Il gruppo consiliare Rinascimento Castiglionese interviene sulla recente riorganizzazione delle deleghe assessoriali annunciata dall’amministrazione comunale di Castiglion Fiorentino, parlando di un’operazione “formale” che non inciderebbe sui nodi concreti della città.
«Se fosse cambiata la squadra di governo parleremmo di una scelta politica – dichiara il capogruppo Paolo Brandi – ma qui siamo davanti a un semplice cambio di targhette. Stessa poltrona, stessa scrivania, nuova dicitura».
Secondo il gruppo di opposizione, la modifica delle denominazioni delle deleghe non rappresenta una risposta ai problemi del territorio. «Le buche nelle strade non sanno leggere le targhette», afferma Brandi, sottolineando come le criticità restino aperte.

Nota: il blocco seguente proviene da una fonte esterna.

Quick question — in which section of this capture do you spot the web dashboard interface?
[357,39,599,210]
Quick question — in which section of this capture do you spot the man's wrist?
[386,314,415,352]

Rinascimento Castiglionese elenca una serie di questioni ancora irrisolte: dalla situazione dei poli scolastici e dei plessi in chiusura, alle aree industriali dismesse come la ex Sadam, fino alle difficoltà del centro storico, ai cantieri senza tempi certi, alla raccolta rifiuti discontinua e alla piscina comunale chiusa.
Il gruppo annuncia che continuerà a svolgere il proprio ruolo di opposizione «con serietà e spirito costruttivo», chiedendo risposte concrete su scuola, sviluppo economico, servizi e manutenzioni. «Cambiare tutto affinché nulla cambi – concludono – non è la strada di cui Castiglion Fiorentino ha bisogno».